Albert Camus discusses the difference between a rebel and a revolutionary. He notes that a rebel is merely challenging authority as a means to identify himself as someone making noise. The rebel image needs the authority as a means to create a fashion statement. However, a revolutionary is someone who wants to change the system completely in order to make a better system, and a more inclusive system.
Unfortunately, most revolutions have had leaders that entered after the initial actions of change and usurp the potential of the revolution. This happened with Napoleon and Stalin. Other revolutionary leaders, like Mao, passionately fought in the revolution only to get corrupted due to the nature of power once gained. Other significant leaders who pressed passionately for change died before they had the opportunity to prove their true quality of post-revolutionary pedagogy.
During Ho Chi Minh’s early years, he contacted Presidents Wilson in 1919 and Truman 1945 to help bring independence to Vietnam from the French in the similar spirit of the American Revolution. Both Presidents in their perspective time, snubbed him and without compassion disregarded the notion that the Vietnamese would want freedom too. The reactions only directed Ho Chi Minh to embrace socialism further and to eventually be certain Communism was the only means to overcome colonial hubris and capitalist greed, ideological double-standards and the contrast of who democracy is willing to protect and who not.
Gandhi opted not to seek a political position in the independent government of India, because he felt that he could reach the people without predetermined posts designed from prior oppressors. Politicians tend to replete their promises and perhaps fail to honor their initial will. Falling back into the same leadership roles of those who oppressed the public before independent change has merely reflected new wine in old bottles.
In particular, the revolutionaries who impassion me most at this time in my research and thoughts are still Emma Goldman, Mother Jones, Rosa Luxemburg, Tina Modotti, and Louise Michel.

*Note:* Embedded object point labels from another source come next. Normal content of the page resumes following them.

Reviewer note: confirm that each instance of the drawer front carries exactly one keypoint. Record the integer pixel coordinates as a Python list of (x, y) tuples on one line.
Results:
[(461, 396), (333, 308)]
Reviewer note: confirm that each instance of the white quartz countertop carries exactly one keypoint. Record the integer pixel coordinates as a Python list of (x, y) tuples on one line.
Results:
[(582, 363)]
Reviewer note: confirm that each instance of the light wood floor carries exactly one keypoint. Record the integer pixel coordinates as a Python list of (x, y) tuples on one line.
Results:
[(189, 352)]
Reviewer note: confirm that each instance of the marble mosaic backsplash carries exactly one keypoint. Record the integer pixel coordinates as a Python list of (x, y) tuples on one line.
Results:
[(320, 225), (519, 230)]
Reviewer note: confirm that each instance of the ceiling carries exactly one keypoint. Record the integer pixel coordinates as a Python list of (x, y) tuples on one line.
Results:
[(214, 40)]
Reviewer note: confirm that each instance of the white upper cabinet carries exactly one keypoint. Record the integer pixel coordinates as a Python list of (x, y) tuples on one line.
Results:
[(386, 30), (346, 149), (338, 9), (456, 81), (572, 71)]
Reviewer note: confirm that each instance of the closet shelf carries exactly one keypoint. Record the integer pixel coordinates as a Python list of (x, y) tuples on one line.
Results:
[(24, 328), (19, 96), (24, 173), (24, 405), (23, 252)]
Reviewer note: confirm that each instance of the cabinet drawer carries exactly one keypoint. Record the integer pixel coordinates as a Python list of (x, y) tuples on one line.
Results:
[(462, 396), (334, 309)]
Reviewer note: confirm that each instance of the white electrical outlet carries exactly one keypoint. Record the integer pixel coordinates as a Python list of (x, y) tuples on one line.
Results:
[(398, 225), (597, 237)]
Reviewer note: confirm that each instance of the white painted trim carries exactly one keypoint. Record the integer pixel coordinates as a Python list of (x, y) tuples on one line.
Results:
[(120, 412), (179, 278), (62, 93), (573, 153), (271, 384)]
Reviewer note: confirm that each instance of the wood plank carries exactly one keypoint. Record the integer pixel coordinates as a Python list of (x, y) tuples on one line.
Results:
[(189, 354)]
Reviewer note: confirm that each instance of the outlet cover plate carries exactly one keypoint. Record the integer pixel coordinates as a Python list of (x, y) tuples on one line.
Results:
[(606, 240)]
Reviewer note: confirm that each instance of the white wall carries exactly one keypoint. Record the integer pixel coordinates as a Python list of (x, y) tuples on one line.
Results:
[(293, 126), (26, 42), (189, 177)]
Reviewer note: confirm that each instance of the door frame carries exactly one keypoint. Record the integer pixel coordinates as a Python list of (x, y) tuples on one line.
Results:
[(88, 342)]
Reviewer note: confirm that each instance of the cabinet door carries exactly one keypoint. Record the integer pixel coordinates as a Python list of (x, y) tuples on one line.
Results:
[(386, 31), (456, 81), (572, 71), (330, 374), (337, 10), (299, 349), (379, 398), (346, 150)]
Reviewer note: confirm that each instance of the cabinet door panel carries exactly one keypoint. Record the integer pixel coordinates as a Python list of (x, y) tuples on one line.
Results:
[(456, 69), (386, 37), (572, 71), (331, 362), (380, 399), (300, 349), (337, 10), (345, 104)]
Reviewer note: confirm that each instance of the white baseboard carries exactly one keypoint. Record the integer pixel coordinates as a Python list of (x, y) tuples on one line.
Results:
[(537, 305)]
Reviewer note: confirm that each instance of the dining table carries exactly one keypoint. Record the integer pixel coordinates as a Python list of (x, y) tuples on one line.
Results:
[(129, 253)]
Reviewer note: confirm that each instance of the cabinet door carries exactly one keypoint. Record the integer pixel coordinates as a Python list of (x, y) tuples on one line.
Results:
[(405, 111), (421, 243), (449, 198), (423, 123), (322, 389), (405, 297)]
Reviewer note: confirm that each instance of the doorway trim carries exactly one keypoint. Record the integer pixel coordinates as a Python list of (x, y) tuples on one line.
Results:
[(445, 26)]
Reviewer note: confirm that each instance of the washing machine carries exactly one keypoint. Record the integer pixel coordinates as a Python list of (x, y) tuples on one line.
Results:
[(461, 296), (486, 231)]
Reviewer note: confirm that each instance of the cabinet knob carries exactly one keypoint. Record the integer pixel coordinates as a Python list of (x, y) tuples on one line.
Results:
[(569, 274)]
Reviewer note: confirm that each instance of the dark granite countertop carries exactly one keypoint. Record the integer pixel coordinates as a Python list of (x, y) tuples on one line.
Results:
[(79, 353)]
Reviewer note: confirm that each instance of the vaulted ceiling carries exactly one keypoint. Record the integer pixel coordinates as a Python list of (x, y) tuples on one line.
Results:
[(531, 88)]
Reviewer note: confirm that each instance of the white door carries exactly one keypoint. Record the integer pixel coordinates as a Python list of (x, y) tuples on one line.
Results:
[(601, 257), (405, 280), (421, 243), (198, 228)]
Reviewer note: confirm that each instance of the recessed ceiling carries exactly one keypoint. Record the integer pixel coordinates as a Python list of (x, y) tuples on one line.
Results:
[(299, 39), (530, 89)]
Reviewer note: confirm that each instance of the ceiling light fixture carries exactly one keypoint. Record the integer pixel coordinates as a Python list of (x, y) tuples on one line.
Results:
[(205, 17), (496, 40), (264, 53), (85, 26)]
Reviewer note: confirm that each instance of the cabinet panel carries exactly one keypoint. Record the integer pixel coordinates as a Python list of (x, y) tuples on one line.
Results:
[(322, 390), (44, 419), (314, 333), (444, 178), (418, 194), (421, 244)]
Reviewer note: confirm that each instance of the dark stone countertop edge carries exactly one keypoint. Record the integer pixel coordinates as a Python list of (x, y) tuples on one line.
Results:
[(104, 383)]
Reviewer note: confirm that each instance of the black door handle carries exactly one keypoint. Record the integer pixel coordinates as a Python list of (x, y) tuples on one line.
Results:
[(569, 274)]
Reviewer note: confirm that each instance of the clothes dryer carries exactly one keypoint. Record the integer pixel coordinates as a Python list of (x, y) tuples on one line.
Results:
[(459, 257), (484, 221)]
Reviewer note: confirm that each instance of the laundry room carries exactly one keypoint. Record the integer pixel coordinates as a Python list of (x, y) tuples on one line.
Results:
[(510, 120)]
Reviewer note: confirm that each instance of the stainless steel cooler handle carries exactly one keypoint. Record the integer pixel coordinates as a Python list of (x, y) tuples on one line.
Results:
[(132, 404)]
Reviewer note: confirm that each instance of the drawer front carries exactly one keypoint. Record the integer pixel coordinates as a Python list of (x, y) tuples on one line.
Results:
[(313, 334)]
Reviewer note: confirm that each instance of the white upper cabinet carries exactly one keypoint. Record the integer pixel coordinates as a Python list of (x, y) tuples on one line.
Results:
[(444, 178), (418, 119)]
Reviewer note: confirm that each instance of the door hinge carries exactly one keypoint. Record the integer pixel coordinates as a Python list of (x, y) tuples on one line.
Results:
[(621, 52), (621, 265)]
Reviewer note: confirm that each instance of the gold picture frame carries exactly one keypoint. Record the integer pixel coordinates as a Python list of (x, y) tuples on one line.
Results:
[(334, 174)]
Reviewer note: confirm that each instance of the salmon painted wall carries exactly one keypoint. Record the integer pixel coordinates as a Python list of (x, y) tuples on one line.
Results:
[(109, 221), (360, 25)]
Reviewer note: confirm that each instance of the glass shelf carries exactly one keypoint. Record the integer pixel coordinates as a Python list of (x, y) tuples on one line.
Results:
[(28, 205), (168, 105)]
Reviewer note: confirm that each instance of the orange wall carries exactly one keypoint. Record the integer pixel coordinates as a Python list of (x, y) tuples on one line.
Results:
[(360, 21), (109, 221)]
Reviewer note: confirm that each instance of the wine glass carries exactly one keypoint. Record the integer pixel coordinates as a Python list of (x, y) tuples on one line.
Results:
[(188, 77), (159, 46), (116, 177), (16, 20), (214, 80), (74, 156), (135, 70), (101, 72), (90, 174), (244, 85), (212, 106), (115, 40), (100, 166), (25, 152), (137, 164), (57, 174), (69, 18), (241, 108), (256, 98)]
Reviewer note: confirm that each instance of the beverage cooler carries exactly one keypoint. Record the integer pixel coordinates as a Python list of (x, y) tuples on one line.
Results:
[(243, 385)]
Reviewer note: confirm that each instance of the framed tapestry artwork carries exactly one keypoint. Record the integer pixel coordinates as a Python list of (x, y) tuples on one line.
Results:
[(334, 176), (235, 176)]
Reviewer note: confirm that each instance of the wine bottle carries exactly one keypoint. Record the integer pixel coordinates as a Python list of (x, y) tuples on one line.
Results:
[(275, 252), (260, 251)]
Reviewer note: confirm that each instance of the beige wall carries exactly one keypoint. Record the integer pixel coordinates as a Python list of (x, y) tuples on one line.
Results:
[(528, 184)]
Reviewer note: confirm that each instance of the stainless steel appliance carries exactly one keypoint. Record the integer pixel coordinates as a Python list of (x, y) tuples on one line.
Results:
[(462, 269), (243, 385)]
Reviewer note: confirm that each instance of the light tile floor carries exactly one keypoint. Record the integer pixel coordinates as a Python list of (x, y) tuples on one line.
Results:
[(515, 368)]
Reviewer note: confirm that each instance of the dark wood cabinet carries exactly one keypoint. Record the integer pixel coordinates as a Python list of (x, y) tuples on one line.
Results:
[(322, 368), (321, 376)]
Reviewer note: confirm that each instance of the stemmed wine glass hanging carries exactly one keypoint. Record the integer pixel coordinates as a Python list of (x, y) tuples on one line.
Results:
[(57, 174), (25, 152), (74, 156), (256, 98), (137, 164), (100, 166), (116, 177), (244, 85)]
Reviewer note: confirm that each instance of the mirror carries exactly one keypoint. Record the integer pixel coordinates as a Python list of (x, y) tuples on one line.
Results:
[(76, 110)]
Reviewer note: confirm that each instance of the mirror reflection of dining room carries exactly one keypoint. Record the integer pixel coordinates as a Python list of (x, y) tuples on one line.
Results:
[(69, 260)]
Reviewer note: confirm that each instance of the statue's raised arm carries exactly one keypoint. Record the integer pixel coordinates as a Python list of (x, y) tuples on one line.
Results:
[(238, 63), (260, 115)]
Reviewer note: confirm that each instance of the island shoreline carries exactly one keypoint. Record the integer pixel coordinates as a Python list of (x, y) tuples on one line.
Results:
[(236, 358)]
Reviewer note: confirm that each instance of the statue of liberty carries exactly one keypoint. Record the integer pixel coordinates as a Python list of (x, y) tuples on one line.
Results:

There are many others. However, these five women had an edge we can still learn from. Two of which were considered the most dangerous women in America at one time.

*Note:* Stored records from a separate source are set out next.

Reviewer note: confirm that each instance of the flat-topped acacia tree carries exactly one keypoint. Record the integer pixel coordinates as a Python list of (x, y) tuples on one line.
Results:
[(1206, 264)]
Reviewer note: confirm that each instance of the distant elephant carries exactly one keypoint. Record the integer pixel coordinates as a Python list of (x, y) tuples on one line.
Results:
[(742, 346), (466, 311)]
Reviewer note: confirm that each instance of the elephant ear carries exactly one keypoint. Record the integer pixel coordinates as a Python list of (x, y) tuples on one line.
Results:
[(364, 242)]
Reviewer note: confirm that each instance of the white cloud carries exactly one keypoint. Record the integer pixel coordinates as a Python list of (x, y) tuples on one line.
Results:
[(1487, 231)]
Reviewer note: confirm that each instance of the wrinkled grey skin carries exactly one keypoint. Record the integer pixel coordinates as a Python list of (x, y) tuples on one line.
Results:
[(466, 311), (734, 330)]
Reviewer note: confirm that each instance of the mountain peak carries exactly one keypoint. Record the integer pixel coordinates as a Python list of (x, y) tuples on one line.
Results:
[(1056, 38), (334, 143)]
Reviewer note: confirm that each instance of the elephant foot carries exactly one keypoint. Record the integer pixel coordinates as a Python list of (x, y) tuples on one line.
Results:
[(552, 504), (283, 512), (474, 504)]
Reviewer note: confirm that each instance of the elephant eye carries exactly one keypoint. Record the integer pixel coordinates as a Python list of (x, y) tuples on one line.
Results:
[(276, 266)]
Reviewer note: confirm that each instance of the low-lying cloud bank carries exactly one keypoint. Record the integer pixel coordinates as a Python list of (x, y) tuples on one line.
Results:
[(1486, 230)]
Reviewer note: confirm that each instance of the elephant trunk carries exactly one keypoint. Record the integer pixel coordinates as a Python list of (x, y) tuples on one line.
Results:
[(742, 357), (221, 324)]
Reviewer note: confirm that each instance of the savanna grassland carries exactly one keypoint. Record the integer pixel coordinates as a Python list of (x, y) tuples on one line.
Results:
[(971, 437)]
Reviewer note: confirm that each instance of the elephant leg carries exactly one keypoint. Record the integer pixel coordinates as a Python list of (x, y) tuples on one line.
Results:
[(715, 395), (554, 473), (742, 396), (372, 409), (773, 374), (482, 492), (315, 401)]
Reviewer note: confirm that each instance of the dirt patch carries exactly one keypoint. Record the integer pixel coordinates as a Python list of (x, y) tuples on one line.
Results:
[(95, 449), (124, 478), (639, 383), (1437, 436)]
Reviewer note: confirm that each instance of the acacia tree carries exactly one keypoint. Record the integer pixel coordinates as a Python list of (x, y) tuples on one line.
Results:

Mother Jones’ famous cheer was “Pray for the dead, but fight like hell for the Living!” She not only wanted to liberate women from patriarchy but she primarily fought with the labor movements to liberate men and women from the exploitive chains of a growing corporate elite that dictated over the mass public. In the society of her day and today, regardless of gender she invoked that all forms of slavery including those in capitalism, if not especially, were negative and unjust. “You don’t need to vote to raise hell!” (Autobiography of Mother Jones).
Louise Michel admits that her revolt went beyond the silent pity of suffering, “My revolt against social inequalities went further. I grew, and I have continued to grow, through the battles and across the carnage. It dominates my grief and it dominates my life. There was no way that I could have stopped myself from throwing my life to the revolution” (The Red Virgin).

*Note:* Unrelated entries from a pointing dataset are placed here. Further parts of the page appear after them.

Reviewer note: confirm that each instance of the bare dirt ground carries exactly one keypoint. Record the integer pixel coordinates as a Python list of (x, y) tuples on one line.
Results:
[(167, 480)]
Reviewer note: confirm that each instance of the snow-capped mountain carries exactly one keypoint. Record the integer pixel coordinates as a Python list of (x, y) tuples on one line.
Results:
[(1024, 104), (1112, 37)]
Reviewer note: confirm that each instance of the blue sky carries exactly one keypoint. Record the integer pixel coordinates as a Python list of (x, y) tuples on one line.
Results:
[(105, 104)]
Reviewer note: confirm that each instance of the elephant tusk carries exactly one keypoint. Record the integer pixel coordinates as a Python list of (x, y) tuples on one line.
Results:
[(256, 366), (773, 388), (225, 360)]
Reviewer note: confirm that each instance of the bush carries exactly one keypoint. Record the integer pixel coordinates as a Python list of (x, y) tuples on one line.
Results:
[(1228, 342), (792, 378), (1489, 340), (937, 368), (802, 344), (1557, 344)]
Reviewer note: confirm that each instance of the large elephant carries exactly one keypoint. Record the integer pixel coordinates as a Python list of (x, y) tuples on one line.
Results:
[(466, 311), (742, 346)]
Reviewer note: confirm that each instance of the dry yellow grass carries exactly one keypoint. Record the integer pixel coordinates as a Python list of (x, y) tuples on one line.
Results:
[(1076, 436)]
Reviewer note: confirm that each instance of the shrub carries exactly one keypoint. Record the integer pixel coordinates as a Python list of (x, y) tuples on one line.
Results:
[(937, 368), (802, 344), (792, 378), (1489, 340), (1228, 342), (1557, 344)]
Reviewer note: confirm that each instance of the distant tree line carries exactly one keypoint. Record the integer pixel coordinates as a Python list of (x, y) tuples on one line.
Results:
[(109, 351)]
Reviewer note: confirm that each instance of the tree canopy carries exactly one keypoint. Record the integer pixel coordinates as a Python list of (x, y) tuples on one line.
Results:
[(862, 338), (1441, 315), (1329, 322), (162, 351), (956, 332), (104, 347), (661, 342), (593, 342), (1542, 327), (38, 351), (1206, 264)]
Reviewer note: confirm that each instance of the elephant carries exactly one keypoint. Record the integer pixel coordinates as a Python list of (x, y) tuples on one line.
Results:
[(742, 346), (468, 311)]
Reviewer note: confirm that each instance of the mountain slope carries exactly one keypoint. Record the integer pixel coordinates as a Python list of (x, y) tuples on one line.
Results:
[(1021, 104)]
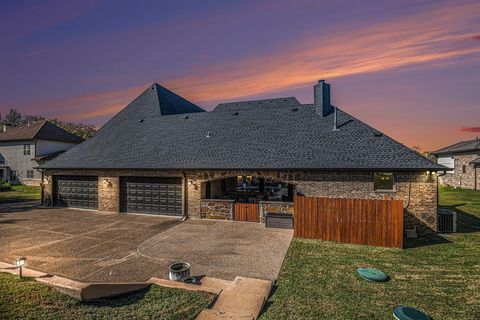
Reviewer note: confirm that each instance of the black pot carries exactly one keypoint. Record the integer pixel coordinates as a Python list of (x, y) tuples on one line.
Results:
[(179, 271)]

Like her predecessors in the US and France, Rosa Luxemburg in Germany was adamant about change and just action in a society where workers were manipulated through the elite capitalist class. The suppressive system continually reflected that legislative reforms and electoral political party change would be insufficient and misleading. Embracing the “element of spontaneity” and spontaneity was not just referring to “instinctive action as a conscious direction” but on the “contrary, spontaneity was a driving force … because revolutions do not allow anyone to play the schoolmaster with them” (Reform and Revolution).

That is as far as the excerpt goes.